Das emotionale Erlebnis im Mittelpunkt

„Den Menschen nicht nur ein Museum zeigen, sondern ihnen ein emotionales Erlebnis bieten, das ist unsere Richtschnur“, sagt Vera Romeu. Der im Jahr 1989 in Nürtingen gestorbene Ottomar Domnick und seine Frau Greta seien Kunstfreunde, Sportwagen-Sammler, Experimentalfilmer und Ausstellungsmacher in einer spannenden Zeit gewesen. Dieses „Wow-was-waren-das-für-tolle-Leute-Gefühl“ wolle sie den Besuchern vermitteln.
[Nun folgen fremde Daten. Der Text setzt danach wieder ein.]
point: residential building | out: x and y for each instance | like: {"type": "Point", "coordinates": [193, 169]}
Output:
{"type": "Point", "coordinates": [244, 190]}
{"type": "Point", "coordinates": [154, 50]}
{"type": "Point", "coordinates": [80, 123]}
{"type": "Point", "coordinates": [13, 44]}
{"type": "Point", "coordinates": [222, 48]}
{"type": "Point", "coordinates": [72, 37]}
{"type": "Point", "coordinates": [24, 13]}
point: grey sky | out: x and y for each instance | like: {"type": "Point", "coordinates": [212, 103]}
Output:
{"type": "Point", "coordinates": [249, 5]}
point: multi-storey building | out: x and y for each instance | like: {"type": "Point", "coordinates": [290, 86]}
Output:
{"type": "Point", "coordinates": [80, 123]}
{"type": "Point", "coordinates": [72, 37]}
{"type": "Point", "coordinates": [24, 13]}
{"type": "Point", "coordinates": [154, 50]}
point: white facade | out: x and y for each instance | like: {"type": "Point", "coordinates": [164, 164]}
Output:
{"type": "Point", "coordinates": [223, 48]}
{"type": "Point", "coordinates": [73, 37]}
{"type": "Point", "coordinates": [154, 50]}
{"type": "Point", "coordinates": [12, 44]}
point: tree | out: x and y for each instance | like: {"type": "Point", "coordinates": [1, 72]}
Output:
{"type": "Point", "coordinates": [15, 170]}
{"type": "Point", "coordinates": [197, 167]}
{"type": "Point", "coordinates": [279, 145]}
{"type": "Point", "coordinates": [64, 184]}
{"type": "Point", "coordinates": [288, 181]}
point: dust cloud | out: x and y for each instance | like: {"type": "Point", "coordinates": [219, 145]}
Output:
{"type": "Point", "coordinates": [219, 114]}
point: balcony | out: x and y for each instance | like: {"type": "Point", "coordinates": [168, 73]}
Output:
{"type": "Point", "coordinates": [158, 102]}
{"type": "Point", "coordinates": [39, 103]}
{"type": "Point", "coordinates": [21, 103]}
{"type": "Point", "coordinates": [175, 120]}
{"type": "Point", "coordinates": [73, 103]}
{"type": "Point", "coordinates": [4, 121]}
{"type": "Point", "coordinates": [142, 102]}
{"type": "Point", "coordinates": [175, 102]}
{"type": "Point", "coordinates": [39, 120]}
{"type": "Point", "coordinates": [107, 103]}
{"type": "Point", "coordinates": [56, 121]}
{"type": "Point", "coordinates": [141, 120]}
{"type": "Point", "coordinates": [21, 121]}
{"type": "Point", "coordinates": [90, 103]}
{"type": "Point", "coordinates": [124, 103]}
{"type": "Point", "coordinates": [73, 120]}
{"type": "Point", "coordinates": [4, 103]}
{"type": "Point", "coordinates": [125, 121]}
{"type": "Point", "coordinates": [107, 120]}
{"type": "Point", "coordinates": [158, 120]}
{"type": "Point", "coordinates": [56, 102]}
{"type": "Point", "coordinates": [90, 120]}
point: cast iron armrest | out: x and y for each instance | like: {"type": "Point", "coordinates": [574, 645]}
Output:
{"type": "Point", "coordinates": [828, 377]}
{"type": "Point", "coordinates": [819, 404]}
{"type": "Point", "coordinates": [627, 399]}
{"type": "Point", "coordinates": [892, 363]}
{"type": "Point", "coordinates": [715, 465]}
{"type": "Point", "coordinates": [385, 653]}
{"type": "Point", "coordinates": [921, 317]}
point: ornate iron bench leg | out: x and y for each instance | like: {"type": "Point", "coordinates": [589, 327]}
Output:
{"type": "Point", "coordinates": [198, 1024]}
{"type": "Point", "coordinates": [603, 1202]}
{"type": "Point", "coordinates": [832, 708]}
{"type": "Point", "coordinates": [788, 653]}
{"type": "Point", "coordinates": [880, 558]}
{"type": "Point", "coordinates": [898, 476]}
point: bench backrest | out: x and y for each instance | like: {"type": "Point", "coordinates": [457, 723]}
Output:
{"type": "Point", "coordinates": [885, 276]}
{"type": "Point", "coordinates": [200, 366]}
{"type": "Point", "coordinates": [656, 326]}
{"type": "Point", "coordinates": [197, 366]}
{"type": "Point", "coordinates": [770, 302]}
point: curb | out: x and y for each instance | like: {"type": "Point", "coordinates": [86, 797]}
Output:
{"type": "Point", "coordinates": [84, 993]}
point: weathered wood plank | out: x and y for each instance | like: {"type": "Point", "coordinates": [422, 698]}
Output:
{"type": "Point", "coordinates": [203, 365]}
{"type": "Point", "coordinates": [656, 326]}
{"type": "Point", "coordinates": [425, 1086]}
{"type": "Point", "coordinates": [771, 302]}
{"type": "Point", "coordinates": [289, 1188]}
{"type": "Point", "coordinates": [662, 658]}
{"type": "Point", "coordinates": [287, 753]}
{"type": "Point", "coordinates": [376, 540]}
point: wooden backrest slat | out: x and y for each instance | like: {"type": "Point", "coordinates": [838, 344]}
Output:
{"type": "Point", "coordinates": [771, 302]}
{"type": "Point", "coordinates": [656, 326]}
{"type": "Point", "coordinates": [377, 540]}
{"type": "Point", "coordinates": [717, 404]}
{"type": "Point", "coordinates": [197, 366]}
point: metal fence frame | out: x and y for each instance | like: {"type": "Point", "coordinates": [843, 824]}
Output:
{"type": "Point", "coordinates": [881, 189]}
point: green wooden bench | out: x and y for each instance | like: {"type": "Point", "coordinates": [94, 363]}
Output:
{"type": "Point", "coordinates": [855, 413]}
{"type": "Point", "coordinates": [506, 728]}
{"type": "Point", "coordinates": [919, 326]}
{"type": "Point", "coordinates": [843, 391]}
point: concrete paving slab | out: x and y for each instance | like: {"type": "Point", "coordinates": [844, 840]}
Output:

Das passiert immer häufiger auch außerhalb der offiziellen Öffnungstage am Wochenende. Bei Führungen, Filmeabenden, Konzerten, aber auch bei der Präsentation eines von Schülern geschriebenen Romans oder der Öffnung des Hauses für Kunsttherapie-Klassen herrscht reger Betrieb in den Räumen des Bungalows.

Die Villa Domnick birgt eine herausragende Sammlung abstrakter Malerei und Plastik. In dem von dem Stuttgarter Architekten Paul Stohrer im Jahr 1967 entworfenen Haus sind alle großen Namen der Kunstszene der unmittelbaren Nachkriegszeit vertreten. Der Sammler Ottomar Domnick (1907-1989) war Neurologe mit eigener Klinik in Stuttgart. Er hat sich auch als Filmautor und Förderer der Musik einen Namen gemacht. Eine von ihm und seiner Frau Greta gegründete Stiftung hat den Auftrag, seine Kulturarbeit fortzuführen.

Die Staatlichen Schlösser und Gärten haben das aus Villa, Garten und Gemälden bestehende Gesamtkunstwerk der Moderne im Januar 2017 übernommen. Der Landesbetrieb betreibt 60 historischen Monumente in Baden-Württemberg. Seit Gründung des Betriebs im Jahr 2009 ist die Zahl der Besucher landesweit von 2,9 auf 3,9 Millionen gestiegen.